Primeiro, fez-se anunciar numa angústia leve quando entrava no avião. Depois, começou a tomar conta dos meus pensamentos nos momentos antes de começar a viagem. Logo a seguir, começou a contaminar os momentos antes de entrar no avião e, um dia, não consegui embarcar. Passei a noite numa angústia fóbica desmedida, a chorar, a hiperventilar, e desisti!

Passaram-se quase seis anos desde esse dia e tenho mantido mil e uma desculpas para não voltar a voar, entre gravidezes, crianças pequenas e falta de tempo ou dinheiro.

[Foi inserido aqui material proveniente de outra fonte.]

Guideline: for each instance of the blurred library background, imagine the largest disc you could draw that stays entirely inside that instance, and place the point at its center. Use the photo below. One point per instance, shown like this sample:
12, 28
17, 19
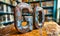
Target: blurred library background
51, 10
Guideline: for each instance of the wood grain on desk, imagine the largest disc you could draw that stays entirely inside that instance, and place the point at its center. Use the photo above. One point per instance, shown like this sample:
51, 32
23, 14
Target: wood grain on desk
11, 31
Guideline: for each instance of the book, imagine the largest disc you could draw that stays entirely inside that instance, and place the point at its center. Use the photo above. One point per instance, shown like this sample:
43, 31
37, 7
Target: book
25, 0
48, 11
47, 4
20, 0
7, 1
50, 3
43, 4
1, 7
45, 11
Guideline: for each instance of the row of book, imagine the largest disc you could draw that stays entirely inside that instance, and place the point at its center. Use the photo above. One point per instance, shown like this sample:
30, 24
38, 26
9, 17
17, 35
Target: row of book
5, 8
48, 11
6, 18
12, 2
47, 4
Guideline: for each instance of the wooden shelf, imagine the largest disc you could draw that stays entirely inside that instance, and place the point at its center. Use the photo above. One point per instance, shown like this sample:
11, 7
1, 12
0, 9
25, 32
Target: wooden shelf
6, 4
3, 13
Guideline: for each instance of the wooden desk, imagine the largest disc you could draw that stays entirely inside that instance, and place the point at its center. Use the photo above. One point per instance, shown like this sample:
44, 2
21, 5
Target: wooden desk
11, 31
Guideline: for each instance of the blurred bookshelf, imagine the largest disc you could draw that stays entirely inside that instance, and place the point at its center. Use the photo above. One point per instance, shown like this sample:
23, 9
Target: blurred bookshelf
6, 11
49, 7
7, 8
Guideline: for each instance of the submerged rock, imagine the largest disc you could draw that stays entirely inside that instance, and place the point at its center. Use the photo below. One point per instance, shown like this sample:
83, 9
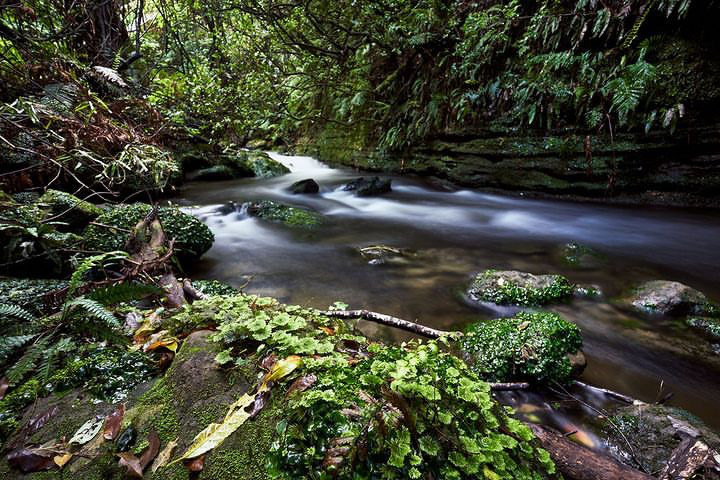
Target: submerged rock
537, 347
304, 186
671, 298
581, 256
217, 172
380, 254
511, 287
364, 187
644, 436
112, 230
281, 213
68, 208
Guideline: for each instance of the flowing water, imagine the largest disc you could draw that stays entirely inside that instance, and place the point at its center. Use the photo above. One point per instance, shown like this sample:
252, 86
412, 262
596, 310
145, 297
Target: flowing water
451, 234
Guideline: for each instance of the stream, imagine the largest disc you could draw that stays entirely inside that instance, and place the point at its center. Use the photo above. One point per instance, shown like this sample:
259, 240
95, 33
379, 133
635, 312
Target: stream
452, 234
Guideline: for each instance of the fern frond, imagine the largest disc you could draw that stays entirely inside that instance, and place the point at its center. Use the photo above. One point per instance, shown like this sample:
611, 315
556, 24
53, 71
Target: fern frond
9, 345
79, 275
13, 311
27, 362
123, 292
93, 310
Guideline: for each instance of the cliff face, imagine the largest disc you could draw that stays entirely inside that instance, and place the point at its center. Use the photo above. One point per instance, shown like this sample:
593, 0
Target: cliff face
681, 169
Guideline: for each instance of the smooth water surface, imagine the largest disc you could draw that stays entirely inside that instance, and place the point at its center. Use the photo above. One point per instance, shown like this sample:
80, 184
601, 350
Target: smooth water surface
451, 234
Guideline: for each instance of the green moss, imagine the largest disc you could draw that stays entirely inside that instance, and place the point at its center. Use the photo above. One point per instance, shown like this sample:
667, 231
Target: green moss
68, 208
280, 213
518, 288
214, 287
192, 237
528, 347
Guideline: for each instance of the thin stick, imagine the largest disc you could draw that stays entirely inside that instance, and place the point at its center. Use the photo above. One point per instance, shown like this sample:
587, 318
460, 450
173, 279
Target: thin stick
391, 322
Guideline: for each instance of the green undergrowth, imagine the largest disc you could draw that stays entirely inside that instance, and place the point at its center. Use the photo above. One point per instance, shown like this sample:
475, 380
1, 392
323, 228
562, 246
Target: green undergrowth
520, 289
111, 230
527, 347
280, 213
369, 410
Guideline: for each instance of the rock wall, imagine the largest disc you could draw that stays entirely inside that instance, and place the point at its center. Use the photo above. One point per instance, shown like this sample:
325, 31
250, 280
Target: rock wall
659, 168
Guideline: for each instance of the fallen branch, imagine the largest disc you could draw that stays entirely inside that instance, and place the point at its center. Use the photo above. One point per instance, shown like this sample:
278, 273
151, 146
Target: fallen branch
577, 462
391, 322
503, 387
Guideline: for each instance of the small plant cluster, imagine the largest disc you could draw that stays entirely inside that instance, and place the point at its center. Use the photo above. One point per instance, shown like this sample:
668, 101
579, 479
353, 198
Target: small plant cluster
111, 230
522, 289
290, 216
359, 410
527, 347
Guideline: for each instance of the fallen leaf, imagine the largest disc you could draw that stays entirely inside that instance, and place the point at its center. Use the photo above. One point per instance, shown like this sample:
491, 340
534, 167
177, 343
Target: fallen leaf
164, 456
151, 451
196, 464
88, 431
29, 460
38, 421
215, 433
302, 384
4, 385
61, 460
131, 463
260, 400
113, 422
268, 362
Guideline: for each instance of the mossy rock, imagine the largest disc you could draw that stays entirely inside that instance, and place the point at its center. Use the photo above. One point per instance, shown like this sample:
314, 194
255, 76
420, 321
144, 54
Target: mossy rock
192, 237
510, 287
285, 214
214, 287
665, 297
536, 347
29, 294
217, 172
578, 255
262, 165
68, 208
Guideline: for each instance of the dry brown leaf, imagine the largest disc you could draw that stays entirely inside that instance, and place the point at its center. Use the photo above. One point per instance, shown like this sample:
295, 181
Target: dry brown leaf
196, 464
113, 422
164, 456
131, 463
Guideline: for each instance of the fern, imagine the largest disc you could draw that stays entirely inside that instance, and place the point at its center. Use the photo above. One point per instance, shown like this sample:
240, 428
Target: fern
27, 362
93, 310
13, 311
122, 292
79, 275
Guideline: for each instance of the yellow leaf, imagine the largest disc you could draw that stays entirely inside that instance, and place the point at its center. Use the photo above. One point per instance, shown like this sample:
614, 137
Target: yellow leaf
215, 433
61, 460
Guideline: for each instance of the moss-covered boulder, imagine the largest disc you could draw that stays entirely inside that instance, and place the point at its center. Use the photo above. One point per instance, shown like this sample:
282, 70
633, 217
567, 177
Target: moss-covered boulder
112, 230
33, 295
510, 287
280, 213
537, 347
665, 297
68, 208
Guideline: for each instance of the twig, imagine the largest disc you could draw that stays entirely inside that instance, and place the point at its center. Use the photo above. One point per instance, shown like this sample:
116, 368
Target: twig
391, 322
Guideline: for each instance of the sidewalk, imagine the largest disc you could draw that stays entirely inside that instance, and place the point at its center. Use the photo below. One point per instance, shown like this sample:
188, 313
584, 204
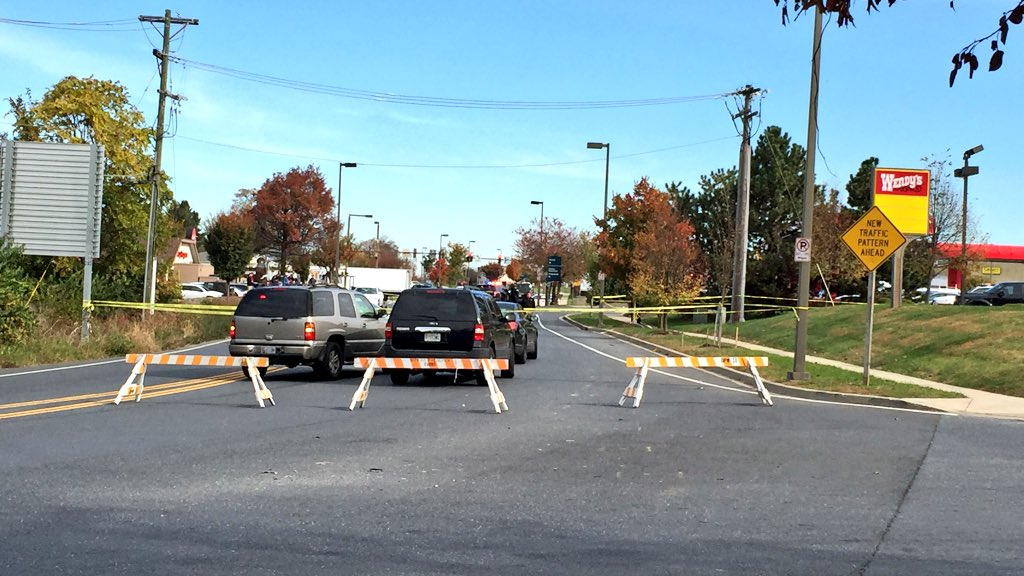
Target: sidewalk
977, 403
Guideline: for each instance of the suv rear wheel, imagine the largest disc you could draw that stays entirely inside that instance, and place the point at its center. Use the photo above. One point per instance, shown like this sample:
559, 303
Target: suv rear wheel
331, 366
481, 379
261, 370
510, 373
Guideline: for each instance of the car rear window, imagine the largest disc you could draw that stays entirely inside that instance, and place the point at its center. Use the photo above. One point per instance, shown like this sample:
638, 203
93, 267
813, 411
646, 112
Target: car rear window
283, 302
438, 304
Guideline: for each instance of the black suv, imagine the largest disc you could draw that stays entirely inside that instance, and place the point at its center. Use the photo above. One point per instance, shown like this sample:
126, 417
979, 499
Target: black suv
1001, 293
448, 323
324, 327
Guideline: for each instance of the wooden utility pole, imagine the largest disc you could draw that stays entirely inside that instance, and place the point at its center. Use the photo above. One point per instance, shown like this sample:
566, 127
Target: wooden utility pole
151, 270
742, 207
804, 284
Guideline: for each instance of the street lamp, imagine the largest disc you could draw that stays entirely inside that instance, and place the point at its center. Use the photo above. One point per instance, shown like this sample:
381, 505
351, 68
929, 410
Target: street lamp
604, 213
544, 249
348, 230
965, 172
337, 246
377, 246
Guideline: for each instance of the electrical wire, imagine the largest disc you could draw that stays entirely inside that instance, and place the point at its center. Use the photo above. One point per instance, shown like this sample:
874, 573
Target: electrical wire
435, 100
127, 25
459, 166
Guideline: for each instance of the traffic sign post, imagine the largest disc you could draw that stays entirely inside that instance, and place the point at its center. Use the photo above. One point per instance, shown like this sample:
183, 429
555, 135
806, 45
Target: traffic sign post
873, 239
802, 250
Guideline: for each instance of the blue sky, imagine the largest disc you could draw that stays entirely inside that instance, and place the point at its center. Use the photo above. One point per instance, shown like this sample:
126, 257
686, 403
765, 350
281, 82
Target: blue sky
471, 173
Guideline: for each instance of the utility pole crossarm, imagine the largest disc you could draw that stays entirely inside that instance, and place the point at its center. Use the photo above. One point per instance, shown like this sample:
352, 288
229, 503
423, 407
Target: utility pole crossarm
150, 288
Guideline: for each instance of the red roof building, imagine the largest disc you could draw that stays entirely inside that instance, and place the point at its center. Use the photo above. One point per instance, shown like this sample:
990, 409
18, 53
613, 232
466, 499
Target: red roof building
997, 262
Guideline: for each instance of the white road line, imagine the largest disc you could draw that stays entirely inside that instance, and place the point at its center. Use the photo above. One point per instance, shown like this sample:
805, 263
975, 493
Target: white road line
743, 391
101, 363
676, 376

Mas não posso protelar isto por muito tempo. Hoje vi na NiT o que poderá ser o primeiro esforço. 

easyJet lança curso online para quem tem medo de voar

 

Aparentemente, há um curso de 2h30 que promete conseguir dar-nos estratégias para lidar e enfrentar este medo.

 

Não conheço o grau de sucesso do curso mas talvez não custe tentar. Ao menos, é mais em conta que o curso da TAP. 

Adorava voltar a sentir prazer em voar, sem estar constantemente a pensar que o avião se pode despenhar, que podemos morrer e nas sensações que uma situação dessas pode trazer. No fundo, o avião é para mim uma fobia de morte. Tenho medo de morrer a voar, ainda que saiba que a probabilidade de isso acontecer é inferior à probabilidade de morrer num acidente de viação, por exemplo.

 

Vamos ver. Nos próximos anos há uma viagem que garantidamente terei que fazer de avião e esperava não ter que passar por figuras muito tristes quando esse dia chegar!